2001-08-23 - 10:35 p.m.

i'm confused.

i don't know why, when i masturbate... it feels so fucking good, but i end up crying and feeling so sad inside. after having an orgasm, i just want to curl up in a ball and cry and cry and cry. and the crying itself... i feel so sad, but it feels good. it's like a big release. the crying is horrible, but it feels good at the same time.

and i don't know why it only happens some of the time when i masturbate.

i know it's probably some sort of emotional release that's good for me or something... but it's so draining at the same time. and i'm afraid that once i start crying, i won't be able to stop.

this is why i gave up masturbating for a while. it was the fear of this sad feeling afterwards. dammit, i just want it to feel good, without this emotional stuff.

i hardly ever get this way when i'm actually with someone, leading me to think that maybe it's loneliness or something that makes me cry... like i want someone to be there and hold me, but there's no one there. and sometimes that is the feeling i get. but other times, that hypothesis doesn't feel right at all.

i talked to MD about it and he said that that was messed up.

i don't know if it is or not.

so yeah.

one thing i forgot to write about my Chicago trip is that James Iha was there. he played sitar for a song in Mary Timony's set. and then he was down on the floor, he and Mary Timony, listening to some of the other bands, and Shahla and i stood right behind them. and James Iha is sooooo damn sexy. that skinny little waif-boy look and those chunky square glasses and damn, i wanted to run my hands up his back, which was right in front of me.

And that was my brush with fame and fortune. or something.

(capitalization will most likely be highly erratic throughout this entry.)

i went to the gynecologist the other day to talk to her about a few things. the main thing was Norplant. she was shocked to hear me say that. said that no one asks about that anymore. but she told me that they don't do it there at UHS, but i would have to go to the hospital to have it done, where it wouldn't be covered by insurance or anything. and after reviewing literature about it together we found that because of the other medications i'm taking and such stuff, it's probably not the best choice for me anyway.

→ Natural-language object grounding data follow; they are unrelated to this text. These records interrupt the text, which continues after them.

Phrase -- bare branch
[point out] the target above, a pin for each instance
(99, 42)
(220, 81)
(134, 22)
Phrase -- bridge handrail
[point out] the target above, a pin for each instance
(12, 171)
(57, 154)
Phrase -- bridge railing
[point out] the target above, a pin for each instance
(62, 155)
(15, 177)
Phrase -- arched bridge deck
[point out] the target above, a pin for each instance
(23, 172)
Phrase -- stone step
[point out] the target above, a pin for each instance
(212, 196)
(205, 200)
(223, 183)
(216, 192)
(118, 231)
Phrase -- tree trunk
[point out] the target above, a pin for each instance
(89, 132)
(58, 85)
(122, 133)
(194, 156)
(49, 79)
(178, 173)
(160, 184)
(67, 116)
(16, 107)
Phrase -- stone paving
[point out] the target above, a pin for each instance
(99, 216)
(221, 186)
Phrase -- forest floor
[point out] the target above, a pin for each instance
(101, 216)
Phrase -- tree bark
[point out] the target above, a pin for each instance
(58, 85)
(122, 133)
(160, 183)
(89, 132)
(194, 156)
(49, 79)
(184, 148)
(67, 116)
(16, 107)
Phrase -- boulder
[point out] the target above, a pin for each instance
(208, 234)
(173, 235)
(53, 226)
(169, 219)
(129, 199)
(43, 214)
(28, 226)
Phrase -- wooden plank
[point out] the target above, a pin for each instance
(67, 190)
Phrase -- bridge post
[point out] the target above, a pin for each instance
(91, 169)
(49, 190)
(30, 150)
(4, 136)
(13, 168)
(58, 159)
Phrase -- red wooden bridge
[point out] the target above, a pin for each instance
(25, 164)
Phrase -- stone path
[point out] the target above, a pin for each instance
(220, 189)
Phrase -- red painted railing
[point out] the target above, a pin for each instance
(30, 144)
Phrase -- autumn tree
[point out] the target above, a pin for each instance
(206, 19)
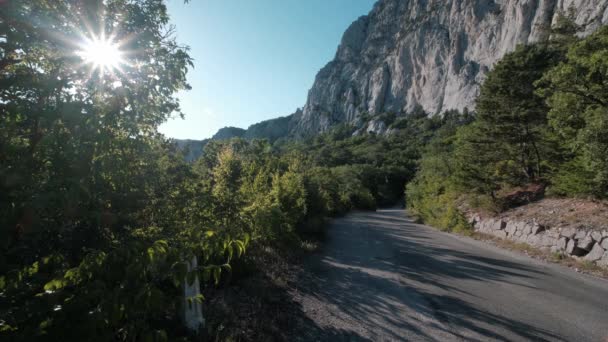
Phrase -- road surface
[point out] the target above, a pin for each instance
(381, 277)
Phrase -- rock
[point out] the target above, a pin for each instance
(570, 247)
(603, 262)
(511, 228)
(596, 253)
(537, 228)
(500, 234)
(585, 244)
(562, 243)
(568, 232)
(376, 127)
(499, 225)
(406, 54)
(580, 234)
(527, 229)
(534, 240)
(547, 240)
(596, 236)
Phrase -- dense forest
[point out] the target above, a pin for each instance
(99, 212)
(541, 120)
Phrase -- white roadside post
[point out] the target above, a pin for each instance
(193, 309)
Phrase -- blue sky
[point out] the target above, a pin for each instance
(254, 59)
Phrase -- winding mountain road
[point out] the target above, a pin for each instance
(382, 277)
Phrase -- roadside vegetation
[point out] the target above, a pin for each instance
(540, 126)
(100, 213)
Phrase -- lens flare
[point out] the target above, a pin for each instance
(102, 54)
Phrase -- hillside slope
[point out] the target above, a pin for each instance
(429, 53)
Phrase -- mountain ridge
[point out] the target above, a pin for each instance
(419, 53)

however. she told me about a woman there at the clinic who has been doing work with IUDs and suggested that i talk to her about that. so i made an appointment with that woman and i'm going in next friday to talk to her. the more i read about IUDs, which i had pretty much ignored before, the more enthusiastic i am about them. sounds like a much better thing procedure-wise than Norplant, and it would be much cheaper, since the costs of the visits and insertion would be covered because i'm a university student.

(anything done at UHS is free for students. if i have anything done outside of the clinics at UHS, i have to rely on the haphazard coverage of my student insurance, which grows ever shittier.)

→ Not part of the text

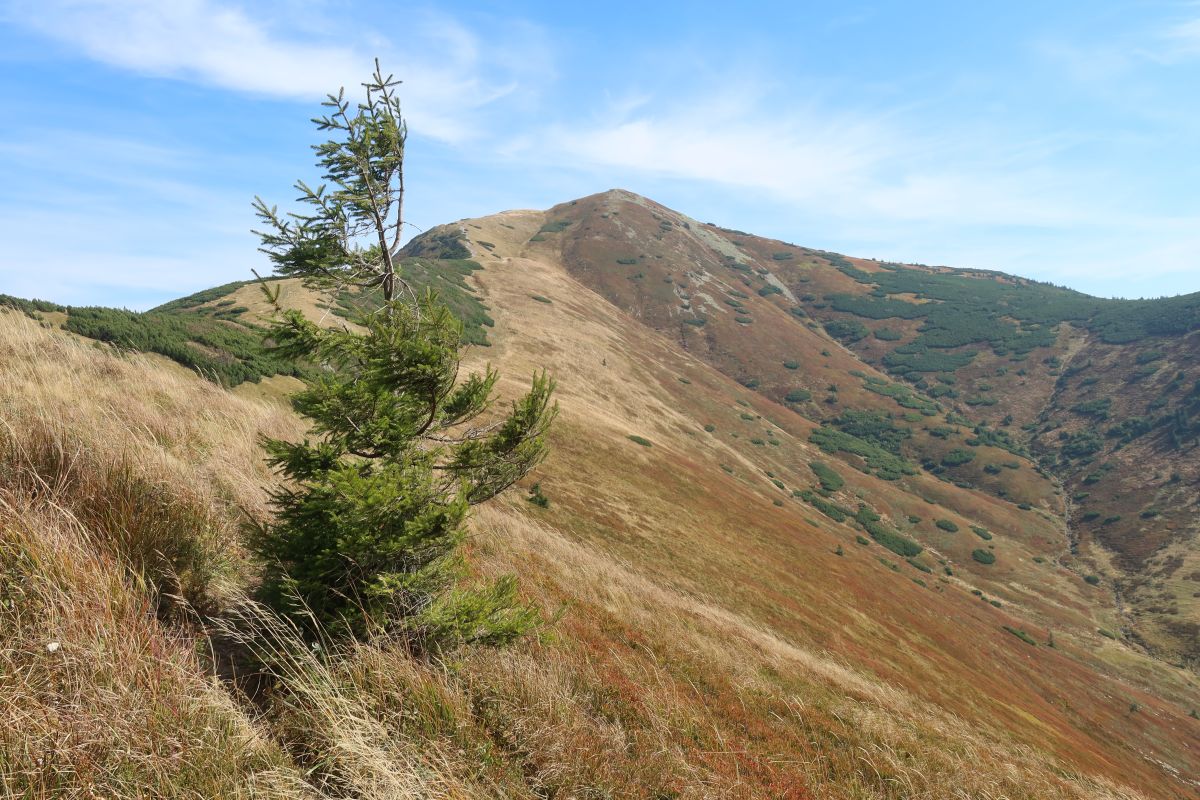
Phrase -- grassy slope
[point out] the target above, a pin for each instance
(714, 643)
(1137, 528)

i was also all freaked out and positive that i had herpes. but after listening to my symptoms, she said that i just had a big zit on my labia and should stop worrying, since i haven't been doing anything bad.

i really love my gynecologist. she's the best doctor i've ever had, i think. (my old psychiatrist, Dr. Scallon, is the second best, even if she did lock me up in the psych ward.)

in other health news, i have the same itchy rash on my stomach that i've had all summer. i don't know what's up with that, but it's probably just from heat and humidity. i'm sensitive to that sort of thing.

i have to write kami an email back. i haven't forgotten, i'm just... i just haven't yet. but i will.

p.s. i updated my links page. now there's a whole bunch of pages for you to go when you're feeling naughty. (updating that page is what caused me to read the stories that led to the masturbation that caused me to cry that caused me to start writing this journal entry that lived in the house that jack built.)